Ayer, al abrir la Puerta Santa del Hogar de Caritas en la Estación de Términi, el Papa Francisco decía: “El Señor nació totalmente escondido, totalmente humilde. Las grandes ciudades del mundo no sabían nada. Y así es Dios entre nosotros. Si tú quieres encontrar a Dios, búscalo en la humildad, búscalo en la pobreza, búscalo allí donde está escondido: en los necesitados, en los más necesitados, en los enfermos, en los hambrientos, en los encarcelados”.
Mientras el Papa estaba predicando esto, que leí después, yo estaba yendo a la misa y me encontré con Constantino, el mendigo que vive en Términi, en su silla de ruedas, con esos ojos y esa sonrisa cada vez más linda y su estado general más deteriorado. Había ido a Santa Marta a buscar unas cosas y ví que el auto del Papa estaba esperando afuera. Pregunté a donde iba y me dijeron que a Términi, al Hogar de Cáritas, así que me fui rápido en el 64, pero tardó una enormidad, así que llegaba tarde. Hay que caminarse unas cuadras largas por via Marsala, que está al costado de la estación, para llegar al Hogar y al dispensario médico de Caritas. Y en el rinconcito acostumbrado me lo encontré a Constantino que me recibió con una linda sonrisa, aunque nos vimos sólo dos veces. Está en medio de la estación pero metido entre unos paneles, de manera tal que tiene su privacidad cuando quiere. Estaba al tanto de todo: “lástima que hoy no puedo ir porque viene el Papa, pero…” –hizo un gesto como mostrando su situación, la silla… Si quiere lo llevo, le dije. Gracias, pero hay que bajar por Marsala… y está frío. Dígale que haga una “preghierina per me” y que yo rezo por él. Le dije que sí, aunque no lo vería de cerca al Papa y le pedí que rezara por mí, que yo era el Padre Diego. El Padre de Diego! me dijo mirándome. No el cura, le dije. Ah! El cura. Pero entonces nos conocemos de toda una vida! Ahí me hizo emocionar, porque son esas cosas que uno sabe quién es el que está hablando, escondido en la fragilidad de la memoria de un anciano.

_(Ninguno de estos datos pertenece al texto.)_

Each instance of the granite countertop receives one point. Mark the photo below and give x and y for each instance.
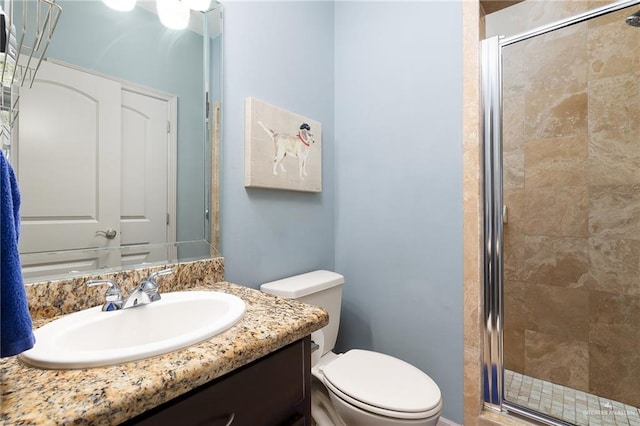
(112, 395)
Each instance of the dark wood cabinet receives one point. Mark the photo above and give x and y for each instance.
(274, 390)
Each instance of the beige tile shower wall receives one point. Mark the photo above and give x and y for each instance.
(472, 213)
(572, 187)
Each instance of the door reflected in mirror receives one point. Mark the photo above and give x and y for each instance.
(112, 145)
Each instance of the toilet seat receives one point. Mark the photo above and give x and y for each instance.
(383, 385)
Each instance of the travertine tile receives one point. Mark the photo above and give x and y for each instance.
(621, 386)
(557, 359)
(513, 167)
(515, 305)
(555, 113)
(556, 211)
(613, 48)
(514, 256)
(614, 157)
(614, 103)
(557, 61)
(513, 71)
(558, 311)
(513, 349)
(614, 266)
(556, 162)
(614, 211)
(472, 384)
(614, 322)
(513, 122)
(556, 261)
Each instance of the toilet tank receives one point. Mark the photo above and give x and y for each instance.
(320, 288)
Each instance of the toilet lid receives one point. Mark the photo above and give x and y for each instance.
(382, 381)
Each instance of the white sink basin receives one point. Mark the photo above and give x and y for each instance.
(92, 338)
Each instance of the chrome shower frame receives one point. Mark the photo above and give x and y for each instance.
(493, 231)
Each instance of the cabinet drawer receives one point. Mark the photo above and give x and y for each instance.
(274, 390)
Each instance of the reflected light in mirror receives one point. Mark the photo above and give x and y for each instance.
(173, 14)
(121, 5)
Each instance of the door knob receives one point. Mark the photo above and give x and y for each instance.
(109, 233)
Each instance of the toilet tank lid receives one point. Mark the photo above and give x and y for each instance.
(304, 284)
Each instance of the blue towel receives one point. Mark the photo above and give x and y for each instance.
(16, 328)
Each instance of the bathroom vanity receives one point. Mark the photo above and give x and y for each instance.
(256, 372)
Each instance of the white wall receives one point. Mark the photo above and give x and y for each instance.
(390, 214)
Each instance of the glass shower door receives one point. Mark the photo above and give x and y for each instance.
(564, 181)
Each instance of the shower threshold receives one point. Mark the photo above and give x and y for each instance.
(570, 405)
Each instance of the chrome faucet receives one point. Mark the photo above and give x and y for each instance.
(113, 296)
(147, 292)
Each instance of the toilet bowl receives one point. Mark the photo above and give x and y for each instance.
(358, 387)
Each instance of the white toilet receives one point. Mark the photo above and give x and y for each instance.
(358, 387)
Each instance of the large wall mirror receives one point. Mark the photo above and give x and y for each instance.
(114, 144)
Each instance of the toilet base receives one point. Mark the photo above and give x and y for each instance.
(354, 416)
(328, 409)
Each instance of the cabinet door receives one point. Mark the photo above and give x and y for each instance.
(275, 390)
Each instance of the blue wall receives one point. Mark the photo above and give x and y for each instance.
(385, 81)
(399, 197)
(282, 54)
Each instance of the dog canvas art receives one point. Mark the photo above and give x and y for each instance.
(282, 149)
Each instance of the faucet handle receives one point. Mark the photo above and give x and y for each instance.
(153, 276)
(113, 296)
(150, 286)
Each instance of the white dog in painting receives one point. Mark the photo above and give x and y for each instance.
(297, 146)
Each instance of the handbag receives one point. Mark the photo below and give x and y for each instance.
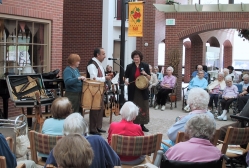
(22, 144)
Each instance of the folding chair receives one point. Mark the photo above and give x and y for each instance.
(136, 146)
(42, 143)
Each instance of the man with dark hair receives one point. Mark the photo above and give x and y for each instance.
(95, 71)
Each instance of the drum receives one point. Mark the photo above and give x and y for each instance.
(142, 82)
(92, 94)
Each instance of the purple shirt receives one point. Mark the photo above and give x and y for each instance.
(171, 80)
(194, 150)
(231, 92)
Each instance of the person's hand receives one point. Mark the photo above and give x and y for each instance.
(82, 78)
(108, 77)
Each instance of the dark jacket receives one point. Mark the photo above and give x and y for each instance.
(130, 73)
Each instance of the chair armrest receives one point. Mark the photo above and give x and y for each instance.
(21, 165)
(166, 144)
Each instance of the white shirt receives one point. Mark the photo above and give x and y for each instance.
(93, 71)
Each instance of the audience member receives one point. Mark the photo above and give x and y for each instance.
(153, 83)
(229, 94)
(68, 153)
(243, 113)
(103, 153)
(214, 90)
(245, 82)
(200, 129)
(159, 74)
(126, 127)
(167, 85)
(10, 157)
(199, 68)
(60, 109)
(242, 99)
(198, 102)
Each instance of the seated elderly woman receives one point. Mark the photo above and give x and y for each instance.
(214, 90)
(167, 85)
(103, 153)
(126, 127)
(200, 129)
(68, 152)
(60, 109)
(198, 102)
(229, 94)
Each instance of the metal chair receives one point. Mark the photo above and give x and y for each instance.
(136, 146)
(42, 143)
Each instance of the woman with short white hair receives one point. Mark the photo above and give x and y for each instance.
(126, 127)
(167, 84)
(198, 102)
(200, 130)
(229, 94)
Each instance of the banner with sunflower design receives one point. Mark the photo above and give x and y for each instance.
(135, 28)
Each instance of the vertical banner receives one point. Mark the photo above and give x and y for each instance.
(135, 28)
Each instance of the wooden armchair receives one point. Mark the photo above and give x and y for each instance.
(42, 143)
(136, 146)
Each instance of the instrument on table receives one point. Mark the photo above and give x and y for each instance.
(92, 94)
(142, 82)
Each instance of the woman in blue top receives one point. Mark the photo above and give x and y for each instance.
(73, 81)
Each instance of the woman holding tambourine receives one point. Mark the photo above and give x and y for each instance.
(138, 96)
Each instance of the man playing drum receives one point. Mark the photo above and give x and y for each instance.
(96, 71)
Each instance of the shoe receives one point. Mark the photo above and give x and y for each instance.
(223, 116)
(95, 133)
(163, 108)
(144, 129)
(100, 130)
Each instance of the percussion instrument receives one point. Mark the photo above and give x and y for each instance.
(142, 82)
(92, 94)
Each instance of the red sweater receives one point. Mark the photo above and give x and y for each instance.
(126, 128)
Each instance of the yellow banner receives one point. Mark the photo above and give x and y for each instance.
(136, 19)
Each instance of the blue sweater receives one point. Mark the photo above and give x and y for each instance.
(70, 77)
(103, 154)
(5, 151)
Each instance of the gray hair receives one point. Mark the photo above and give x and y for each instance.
(171, 68)
(200, 126)
(198, 99)
(245, 76)
(228, 78)
(129, 111)
(75, 124)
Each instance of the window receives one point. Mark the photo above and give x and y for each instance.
(24, 45)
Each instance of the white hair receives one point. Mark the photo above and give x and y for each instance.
(228, 78)
(170, 68)
(198, 99)
(75, 124)
(245, 76)
(200, 126)
(129, 111)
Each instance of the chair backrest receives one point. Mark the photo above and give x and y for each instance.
(180, 164)
(136, 145)
(42, 143)
(182, 137)
(239, 86)
(235, 136)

Le di un beso, diez euros, que le parecieron “bien”, “para tomar algo después”, y me fui a la misa. Estaba lleno de gente y no se podía entrar, así que estuve afuera con la gente. En la comunión, una monja salió a la calle y como no le alcanzaban las hostias empezó a partirlas, con gran delicadeza, hasta que las dos o tres últimas las fragmentó –literalmente- en diez pedacitos cada una y esos pedacitos en dos, así que al final alcanzaron como para cincuenta más. Todos extendíamos la mano y recibíamos una hostia tan chiquitita que había que comerla de la mano misma, sin agarrarla con los dedos. Fue una linda comunión allí en el Hogar, mendigada, como corresponde.

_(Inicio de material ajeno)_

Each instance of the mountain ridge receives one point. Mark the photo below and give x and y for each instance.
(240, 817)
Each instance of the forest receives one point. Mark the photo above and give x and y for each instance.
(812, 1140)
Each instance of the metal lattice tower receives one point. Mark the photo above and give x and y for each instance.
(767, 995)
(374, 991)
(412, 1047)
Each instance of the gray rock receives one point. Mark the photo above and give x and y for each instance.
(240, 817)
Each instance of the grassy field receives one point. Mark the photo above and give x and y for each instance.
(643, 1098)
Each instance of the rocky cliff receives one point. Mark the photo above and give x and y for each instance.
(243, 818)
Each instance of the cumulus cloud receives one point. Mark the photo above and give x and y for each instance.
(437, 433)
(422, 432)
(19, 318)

Antes de irse del Hogar, le cantamos el feliz cumpleaños y el Papa resumió su prédica: “Está cerca la Navidad, está cerca el Señor. Y el Señor, cuando nació estaba allí, en aquel pesebre, y nadie se daba cuenta de que era Dios. En esta Navidad deseo que el Señor nazca en el corazón de cada uno de nosotros, escondido…, de manera tal que ninguno se de cuenta, pero que el Señor esté. Les deseo esto, esta felicidad de la cercanía del Señor”. Eso de que “nadie se de cuenta” pero “que esté”, fue lo que me llevé. Y el modo es el que nos indica nuestra Señora: yendo a servir. Allí el reconocimiento viene de los pequeños. Y ese reconocimiento sí que nos hace bien. A la Virgen también le agrada este reconocimiento y con Isabel le decimos, espejándonos en sus ojos limpios y en su alma que es cielo abierto: Dichosa la que ha creído que se le cumplirían todas las cosas que le fueron anunciadas de parte del Señor.